Saulteaux First Nations band government in Canada

Cowessess First Nation (Gaa-awaazhishiid) is a Saulteaux First Nations band government in southern Saskatchewan, Canada. The band's main reserve is Cowessess 73, one of several adjoining Indigenous communities in the Qu'Appelle Valley. The band also administers Cowessess 73A, near Esterhazy, and Treaty Four Reserve Grounds 77, which is shared with 32 other bands.

==History==

The First Nation is named for Chief Cowessess (Ka-wezauce, "Little Boy", or "Little Child"), who was the leader of a mixed band of Plains Cree, Saulteaux and Métis. They were nomadic bison hunters, ranging from Leech Lake (Saskatchewan) as far southwest as the Milk River basin in Montana. In September 1874, Cowessess signed Treaty 4 at Fort Qu'Appelle, ceding his group's Indigenous title to the British Crown. They continued to roam until 1878-79, when they began farming near Maple Creek in the Cypress Hills. In 1880, a reserve was surveyed for them at Crooked Lake, in the Qu'Appelle Valley.
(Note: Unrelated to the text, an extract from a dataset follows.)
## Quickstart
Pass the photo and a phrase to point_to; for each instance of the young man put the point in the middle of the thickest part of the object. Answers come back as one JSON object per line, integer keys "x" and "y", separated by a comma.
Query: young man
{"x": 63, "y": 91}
Cowessess himself remained in the Cypress Hills until spring 1883, but Headman Louis O'Soup led a dissident group which settled on the reserve.

The community was originally known as Crooked Lake Mission, until it was granted a post office by the name Marieval in 1908.

===Marieval Indian Residential School===

The Missionary Oblates of Mary Immaculate built a log schoolhouse in 1880. In 1898, a residential school opened, operated by the Sisters of St. Joseph of St. Hyacinthe. As in the wider Canadian Indian residential school system, physical and sexual abuse were widespread . Parents of the Cowessess reserve petitioned for a non-sectarian day school as early as 1949, but were dismissed. The federal government took control of the building in 1968, and the school passed to First Nation control in 1981. The school closed in 1997 and was demolished in 1999.

Although local management improved conditions somewhat, abusive practices continued into the 1990s. Amber K. K. Pelletier, who attended the Marieval residence from 1993 to 1997, was the youngest survivor interviewed by the Truth and Reconciliation Commission of Canada.

In June 2021, using ground-penetrating radar, the Cowessess First Nation located 751 unmarked graves on the Marieval school site.

===Reserve surrender===

Almost immediately, white settlers near Cowessess began petitioning to have the southern portion of the reserve surrendered for sale. In the 1890s, these requests were refused by the Indian agent, who was concerned about the First Nation's ability to increase its stock. Residents and territorial legislators unsuccessfully sent appeals to Ottawa in 1899 and 1902. Under Frank Oliver's ministry, reserve surrenders were actively pursued by the federal government, and approval to issue a surrender document was given in October 1906. The band held a vote on January 29, 1907. With 15 members in favour, and 14 against, with the deciding vote cast by the English interpreter, the land was subdivided in May.

In 1981, the Cowessess First Nation submitted a specific claim to the federal government, challenging the surrender on the grounds of fraud, fiduciary duty, and unconscionable conduct. Almost 75% of the First Nation's open arable land had been lost, leaving it unable to support itself. Allegations were also raised about the role of the band's English interpreter, who had a vested interest in the surrender. While Cowessess' earlier claims were rejected, the First Nation has been able to participate in Saskatchewan's umbrella Treaty Land Entitlement process, expanding its reserve lands through a modern willing-seller buyback process.